Making someone immortal can tweak a number of different noses, depending on the situation. Sometimes a vampire will seek out a mortal that an enemy has spent time grooming for the Embrace and sire them instead. Embracing an enemy's servants, family members, and friends can also qualify. In the example above, Lestat prevents Louis from leaving him by making him responsible for taking care of a child. Louis didn't ask for the honor or want it, but it kept Louis around despite his desires. It can even make enemies envious if a vampire is able to Embrace at all. Every new child is potentially a new ally and an extension of power, and gaining permission to Embrace from the Prince can be an indication of political power in the local hierarchy. Embracing for spite can also be an act against the childe. If a vampire has some kind of nasty thing to pass on, like the old Nosferatu clan weakness, they might Embrace someone who angered or humiliated them. For an example of this kind of Embrace, look here.
A vampire who has lived long enough has had the potential to amass an amazing amount of knowledge. Historical perspective, bygone beliefs, and dead languages remain at the fingertips of Kindred even as the information slips onto Wikipedia with inaccuracies or slips into obscurity altogether.
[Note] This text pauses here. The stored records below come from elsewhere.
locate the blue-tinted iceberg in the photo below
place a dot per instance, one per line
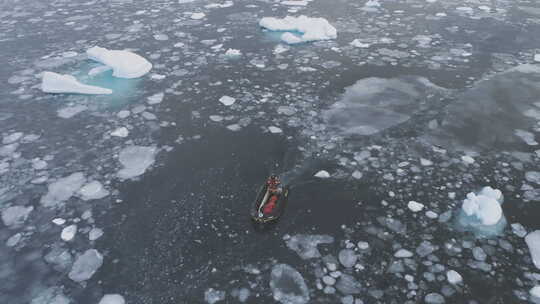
(309, 29)
(125, 64)
(58, 83)
(482, 214)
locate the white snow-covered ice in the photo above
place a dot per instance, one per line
(533, 242)
(86, 265)
(112, 299)
(300, 29)
(57, 83)
(125, 64)
(135, 160)
(288, 285)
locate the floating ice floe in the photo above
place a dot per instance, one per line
(453, 277)
(233, 53)
(535, 294)
(68, 233)
(135, 160)
(288, 285)
(308, 29)
(93, 190)
(485, 206)
(198, 16)
(125, 64)
(482, 212)
(322, 174)
(533, 242)
(274, 130)
(212, 296)
(415, 206)
(120, 132)
(57, 83)
(52, 295)
(227, 100)
(15, 216)
(69, 112)
(112, 299)
(86, 265)
(62, 189)
(305, 245)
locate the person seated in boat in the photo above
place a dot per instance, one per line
(274, 185)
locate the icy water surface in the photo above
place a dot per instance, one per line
(387, 135)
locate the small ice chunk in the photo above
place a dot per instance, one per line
(58, 83)
(52, 295)
(347, 257)
(357, 174)
(135, 160)
(533, 242)
(15, 216)
(274, 130)
(123, 114)
(95, 234)
(453, 277)
(86, 265)
(68, 233)
(69, 112)
(11, 138)
(227, 100)
(288, 285)
(359, 44)
(112, 299)
(233, 53)
(485, 206)
(155, 99)
(120, 132)
(198, 16)
(535, 291)
(212, 296)
(415, 206)
(347, 284)
(59, 221)
(519, 230)
(434, 298)
(322, 174)
(62, 189)
(305, 245)
(93, 190)
(124, 64)
(311, 29)
(467, 159)
(403, 253)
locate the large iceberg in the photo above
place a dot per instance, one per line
(482, 213)
(125, 64)
(300, 29)
(288, 286)
(57, 83)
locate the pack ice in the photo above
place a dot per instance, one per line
(309, 29)
(86, 265)
(57, 83)
(288, 286)
(482, 213)
(125, 64)
(135, 160)
(533, 241)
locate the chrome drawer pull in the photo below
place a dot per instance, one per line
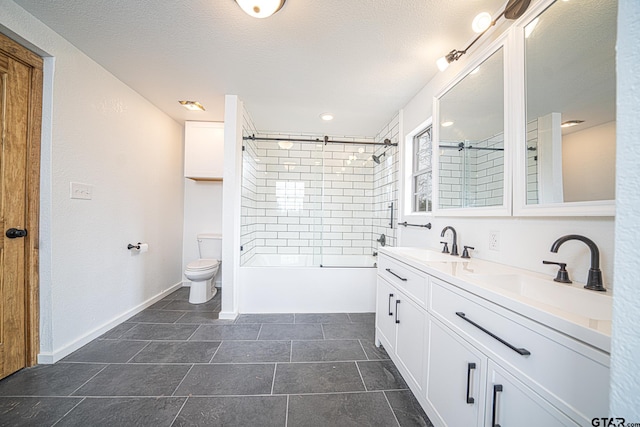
(520, 351)
(401, 278)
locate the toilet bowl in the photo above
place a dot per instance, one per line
(201, 273)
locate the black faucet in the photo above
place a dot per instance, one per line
(594, 279)
(454, 240)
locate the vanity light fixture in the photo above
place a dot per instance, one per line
(570, 123)
(192, 105)
(260, 8)
(513, 10)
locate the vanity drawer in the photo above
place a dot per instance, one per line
(568, 373)
(413, 282)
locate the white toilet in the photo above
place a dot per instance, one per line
(202, 272)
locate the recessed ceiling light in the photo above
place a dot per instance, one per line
(570, 123)
(481, 22)
(192, 105)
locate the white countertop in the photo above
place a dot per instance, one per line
(567, 308)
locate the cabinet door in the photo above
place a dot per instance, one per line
(204, 150)
(455, 378)
(386, 314)
(511, 403)
(411, 334)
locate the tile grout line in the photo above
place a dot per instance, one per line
(391, 407)
(67, 413)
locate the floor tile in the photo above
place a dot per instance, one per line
(290, 332)
(327, 350)
(349, 331)
(373, 352)
(317, 378)
(107, 351)
(242, 379)
(381, 375)
(156, 316)
(135, 380)
(253, 351)
(34, 411)
(202, 317)
(369, 318)
(407, 409)
(344, 410)
(262, 411)
(116, 332)
(152, 331)
(226, 332)
(177, 352)
(109, 412)
(60, 379)
(322, 318)
(265, 318)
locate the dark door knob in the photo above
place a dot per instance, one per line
(12, 233)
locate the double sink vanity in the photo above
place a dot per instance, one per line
(484, 344)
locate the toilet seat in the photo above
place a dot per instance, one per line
(202, 264)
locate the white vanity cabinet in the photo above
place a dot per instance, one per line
(204, 150)
(481, 363)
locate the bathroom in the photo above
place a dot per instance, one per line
(151, 201)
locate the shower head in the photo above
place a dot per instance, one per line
(377, 158)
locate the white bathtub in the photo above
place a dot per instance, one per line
(293, 284)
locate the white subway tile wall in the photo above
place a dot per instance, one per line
(312, 198)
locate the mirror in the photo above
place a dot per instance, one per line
(570, 83)
(470, 142)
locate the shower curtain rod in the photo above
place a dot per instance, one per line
(461, 147)
(326, 140)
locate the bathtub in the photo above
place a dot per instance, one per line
(280, 283)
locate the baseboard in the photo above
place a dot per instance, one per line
(227, 315)
(53, 357)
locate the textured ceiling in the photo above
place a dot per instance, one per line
(362, 60)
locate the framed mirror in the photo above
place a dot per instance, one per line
(470, 160)
(566, 164)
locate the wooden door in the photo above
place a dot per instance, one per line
(20, 112)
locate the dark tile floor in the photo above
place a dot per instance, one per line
(177, 364)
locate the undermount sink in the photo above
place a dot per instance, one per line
(572, 299)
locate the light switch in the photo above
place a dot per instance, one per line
(81, 191)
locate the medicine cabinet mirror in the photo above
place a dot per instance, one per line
(469, 149)
(566, 164)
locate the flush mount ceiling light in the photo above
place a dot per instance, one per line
(285, 145)
(260, 8)
(513, 10)
(570, 123)
(192, 105)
In a way, vampires become time travelers. They lived what no one else remembers and they know what the historical record will never account for. And many things are worth passing on to a worthy student, someone with the intelligence to grasp the importance of their lessons and to put the knowledge to some kind of use. It is also vital to preserve the things that Kindred have managed to hold onto: bits of ancient papyrus, copies of illuminated manuscripts, and tablets with symbols of power. For an intellectual, there are few things as enjoyable as enlightened dialogue with another. And while some vampires are desperate to teach, there are also some desperate to become students of the modern age. It can be dangerous to teach an elder who can crush you in their frustration, but the embrace can make a childe hardier, and give a hoary sire enough time to learn.
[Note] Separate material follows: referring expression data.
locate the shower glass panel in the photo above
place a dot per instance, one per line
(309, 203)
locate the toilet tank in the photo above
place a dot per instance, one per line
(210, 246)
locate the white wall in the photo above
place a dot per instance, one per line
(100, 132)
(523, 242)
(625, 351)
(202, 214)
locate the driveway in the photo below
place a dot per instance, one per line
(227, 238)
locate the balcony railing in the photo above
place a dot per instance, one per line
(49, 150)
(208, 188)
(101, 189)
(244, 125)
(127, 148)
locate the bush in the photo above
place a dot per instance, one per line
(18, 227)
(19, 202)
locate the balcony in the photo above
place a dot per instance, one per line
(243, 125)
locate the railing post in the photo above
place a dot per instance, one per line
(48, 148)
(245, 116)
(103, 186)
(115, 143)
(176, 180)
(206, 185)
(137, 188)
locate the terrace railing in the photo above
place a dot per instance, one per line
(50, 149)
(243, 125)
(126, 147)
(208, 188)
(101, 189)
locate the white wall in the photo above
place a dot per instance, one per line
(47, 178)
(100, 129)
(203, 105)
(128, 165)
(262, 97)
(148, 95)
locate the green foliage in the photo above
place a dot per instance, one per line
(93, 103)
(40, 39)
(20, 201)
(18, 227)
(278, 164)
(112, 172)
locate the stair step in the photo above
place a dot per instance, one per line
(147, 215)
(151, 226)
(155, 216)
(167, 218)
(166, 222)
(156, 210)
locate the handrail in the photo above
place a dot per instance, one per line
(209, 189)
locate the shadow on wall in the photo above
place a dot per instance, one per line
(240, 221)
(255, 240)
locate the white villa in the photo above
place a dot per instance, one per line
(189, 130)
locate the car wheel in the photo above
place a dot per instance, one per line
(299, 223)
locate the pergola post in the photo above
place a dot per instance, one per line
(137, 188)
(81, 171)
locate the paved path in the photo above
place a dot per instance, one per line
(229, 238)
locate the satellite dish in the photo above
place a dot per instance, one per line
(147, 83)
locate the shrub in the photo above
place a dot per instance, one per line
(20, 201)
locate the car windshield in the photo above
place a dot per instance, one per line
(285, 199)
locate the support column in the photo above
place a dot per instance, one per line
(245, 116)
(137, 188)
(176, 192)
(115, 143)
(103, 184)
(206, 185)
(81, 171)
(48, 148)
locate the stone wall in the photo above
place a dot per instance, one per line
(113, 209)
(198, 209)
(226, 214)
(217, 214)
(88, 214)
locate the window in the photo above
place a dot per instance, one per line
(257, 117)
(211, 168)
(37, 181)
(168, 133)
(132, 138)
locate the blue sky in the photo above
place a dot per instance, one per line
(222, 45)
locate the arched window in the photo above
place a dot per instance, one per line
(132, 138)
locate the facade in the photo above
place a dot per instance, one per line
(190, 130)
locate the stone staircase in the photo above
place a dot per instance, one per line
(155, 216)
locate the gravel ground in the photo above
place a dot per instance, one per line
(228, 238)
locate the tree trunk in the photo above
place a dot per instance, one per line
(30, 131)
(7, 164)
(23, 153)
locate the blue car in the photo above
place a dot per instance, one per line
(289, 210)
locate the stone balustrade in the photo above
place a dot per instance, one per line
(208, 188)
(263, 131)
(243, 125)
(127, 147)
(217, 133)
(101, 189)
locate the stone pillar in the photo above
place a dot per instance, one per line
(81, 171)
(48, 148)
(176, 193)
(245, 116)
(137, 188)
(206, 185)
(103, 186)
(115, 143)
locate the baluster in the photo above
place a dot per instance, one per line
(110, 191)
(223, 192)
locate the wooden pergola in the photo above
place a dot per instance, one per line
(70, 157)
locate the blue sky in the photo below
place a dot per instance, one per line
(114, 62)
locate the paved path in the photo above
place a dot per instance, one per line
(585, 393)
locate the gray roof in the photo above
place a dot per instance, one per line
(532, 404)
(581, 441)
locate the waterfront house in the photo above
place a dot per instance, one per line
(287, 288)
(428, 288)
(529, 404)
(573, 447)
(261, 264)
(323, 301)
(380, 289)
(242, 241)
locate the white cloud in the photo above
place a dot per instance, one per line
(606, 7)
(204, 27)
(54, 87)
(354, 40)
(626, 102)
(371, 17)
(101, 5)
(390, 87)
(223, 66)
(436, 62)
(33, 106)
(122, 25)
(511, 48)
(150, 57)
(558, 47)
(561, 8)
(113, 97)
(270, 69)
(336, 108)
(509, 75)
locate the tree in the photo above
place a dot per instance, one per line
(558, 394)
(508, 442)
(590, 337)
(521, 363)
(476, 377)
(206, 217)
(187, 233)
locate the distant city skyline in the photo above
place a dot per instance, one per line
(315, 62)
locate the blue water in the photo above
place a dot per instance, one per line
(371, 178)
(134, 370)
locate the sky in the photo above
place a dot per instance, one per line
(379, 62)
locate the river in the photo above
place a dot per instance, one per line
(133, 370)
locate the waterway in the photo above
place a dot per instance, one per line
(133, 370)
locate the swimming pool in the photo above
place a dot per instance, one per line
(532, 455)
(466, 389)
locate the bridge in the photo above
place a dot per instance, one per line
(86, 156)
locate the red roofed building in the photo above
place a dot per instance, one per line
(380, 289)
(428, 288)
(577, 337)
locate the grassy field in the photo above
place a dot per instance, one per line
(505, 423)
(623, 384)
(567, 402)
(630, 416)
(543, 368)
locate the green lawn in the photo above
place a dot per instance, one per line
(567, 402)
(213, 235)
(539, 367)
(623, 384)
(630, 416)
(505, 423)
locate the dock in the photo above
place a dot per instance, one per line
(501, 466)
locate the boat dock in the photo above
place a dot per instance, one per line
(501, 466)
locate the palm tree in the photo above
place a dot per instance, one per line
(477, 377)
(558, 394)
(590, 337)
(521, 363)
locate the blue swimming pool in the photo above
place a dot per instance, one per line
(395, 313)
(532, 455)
It is incredibly tempting to preserve forever those mortals with outstanding talents, beauty, and other rare qualities. Those who truly stand out are valuable in their own way but few realize it the way that vampires do. They have seen tides of humanity come and go, and eventually, most vampires will meet a mortal that is one-of-a-kind. Who doesn't want an extraordinary childe from the start? And it can be unbearable to lose raw ability. Before the advent of sound and film recordings, how much genius was short-lived and then lost forever? Even now, Kindred will want to see how a thinker or an artist will develop given all the time in the world. But perhaps worst of all is the need to Embrace those mortals who inspire Kindred to feel and create. A muse is an ephemeral thing and a powerful point of brightness in an otherwise dark existence. It might not be that the mortal is truly extraordinary in and of themselves, but they are precious for what they inspire in an undead heart. Sires of such childer can be frighteningly possessive and demanding, but sometimes become disappointed when their brilliant childer do not evolve as desired. My first character was an example of this kind of Embrace.
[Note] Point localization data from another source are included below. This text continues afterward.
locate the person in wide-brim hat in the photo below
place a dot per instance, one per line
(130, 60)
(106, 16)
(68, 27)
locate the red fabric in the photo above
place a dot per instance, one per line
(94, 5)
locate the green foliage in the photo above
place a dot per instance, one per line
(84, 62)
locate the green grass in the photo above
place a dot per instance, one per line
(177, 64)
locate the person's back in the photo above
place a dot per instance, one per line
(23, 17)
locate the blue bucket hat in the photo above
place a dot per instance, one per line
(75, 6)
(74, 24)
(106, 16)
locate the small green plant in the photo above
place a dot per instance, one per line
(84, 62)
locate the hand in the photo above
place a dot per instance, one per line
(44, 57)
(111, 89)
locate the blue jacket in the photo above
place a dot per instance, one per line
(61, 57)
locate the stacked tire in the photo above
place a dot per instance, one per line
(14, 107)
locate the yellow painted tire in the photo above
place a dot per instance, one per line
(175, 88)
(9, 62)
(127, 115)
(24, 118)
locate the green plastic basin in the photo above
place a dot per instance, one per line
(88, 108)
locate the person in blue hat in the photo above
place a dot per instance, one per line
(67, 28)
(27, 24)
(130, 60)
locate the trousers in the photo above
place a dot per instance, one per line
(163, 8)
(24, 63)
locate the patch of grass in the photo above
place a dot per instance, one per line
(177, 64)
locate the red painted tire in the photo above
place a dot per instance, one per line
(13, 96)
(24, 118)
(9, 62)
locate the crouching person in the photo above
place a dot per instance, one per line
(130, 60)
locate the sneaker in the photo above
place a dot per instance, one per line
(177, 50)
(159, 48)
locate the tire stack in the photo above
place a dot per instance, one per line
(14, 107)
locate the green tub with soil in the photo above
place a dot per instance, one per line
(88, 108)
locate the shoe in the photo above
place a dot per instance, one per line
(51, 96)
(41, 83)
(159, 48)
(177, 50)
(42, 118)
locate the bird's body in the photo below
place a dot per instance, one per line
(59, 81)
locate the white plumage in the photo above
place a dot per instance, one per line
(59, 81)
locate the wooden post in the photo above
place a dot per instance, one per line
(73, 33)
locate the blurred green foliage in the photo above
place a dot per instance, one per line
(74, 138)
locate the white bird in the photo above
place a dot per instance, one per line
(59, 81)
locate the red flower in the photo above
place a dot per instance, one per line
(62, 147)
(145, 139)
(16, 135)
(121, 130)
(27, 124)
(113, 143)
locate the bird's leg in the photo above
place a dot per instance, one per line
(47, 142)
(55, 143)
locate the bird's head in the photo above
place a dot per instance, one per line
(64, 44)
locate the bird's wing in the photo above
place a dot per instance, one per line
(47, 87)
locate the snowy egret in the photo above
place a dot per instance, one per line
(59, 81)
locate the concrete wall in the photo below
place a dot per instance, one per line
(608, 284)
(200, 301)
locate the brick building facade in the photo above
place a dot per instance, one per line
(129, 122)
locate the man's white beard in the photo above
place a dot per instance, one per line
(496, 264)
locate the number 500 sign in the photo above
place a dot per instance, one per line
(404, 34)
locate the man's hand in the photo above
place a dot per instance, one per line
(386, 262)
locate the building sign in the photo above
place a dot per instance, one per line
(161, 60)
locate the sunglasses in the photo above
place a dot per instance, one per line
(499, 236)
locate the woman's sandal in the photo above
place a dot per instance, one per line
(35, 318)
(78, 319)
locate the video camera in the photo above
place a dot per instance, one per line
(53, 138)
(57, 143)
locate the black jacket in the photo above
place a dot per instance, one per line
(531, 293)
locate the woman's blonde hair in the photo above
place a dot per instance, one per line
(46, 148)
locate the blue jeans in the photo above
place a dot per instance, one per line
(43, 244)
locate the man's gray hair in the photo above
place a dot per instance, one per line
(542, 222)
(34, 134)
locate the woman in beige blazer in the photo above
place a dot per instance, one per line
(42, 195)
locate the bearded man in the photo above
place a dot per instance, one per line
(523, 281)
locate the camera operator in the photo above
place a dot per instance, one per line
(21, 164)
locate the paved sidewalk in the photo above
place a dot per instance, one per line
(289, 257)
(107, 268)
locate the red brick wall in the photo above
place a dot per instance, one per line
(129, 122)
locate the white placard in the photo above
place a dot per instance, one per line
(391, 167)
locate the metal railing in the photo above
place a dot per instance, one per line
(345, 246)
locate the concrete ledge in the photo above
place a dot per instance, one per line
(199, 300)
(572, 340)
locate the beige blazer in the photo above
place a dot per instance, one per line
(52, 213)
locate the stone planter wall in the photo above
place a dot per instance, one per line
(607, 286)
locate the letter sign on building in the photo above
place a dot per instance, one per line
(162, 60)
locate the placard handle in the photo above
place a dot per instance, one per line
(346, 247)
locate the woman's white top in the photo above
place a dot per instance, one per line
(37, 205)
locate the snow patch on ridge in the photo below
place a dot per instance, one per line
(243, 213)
Luckily, vampires tend to get their kicks torturing mortals for a limited duration. After a while they get tired of it or the mortal dies; in any case, the vampire moves on. But every now and again, a vampire uses the Embrace to prolong a person's suffering. Examples of this involve choosing to Embrace the severely mentally ill, suicidal people, and those who have been physically or mentally tortured into madness beforehand. This can also include Embracing the very innocent and sentencing them to live with the violent and bloody urges of the undead. Sometimes this is done to punish a mortal for some offense, but most times it is done for sadistic thrills.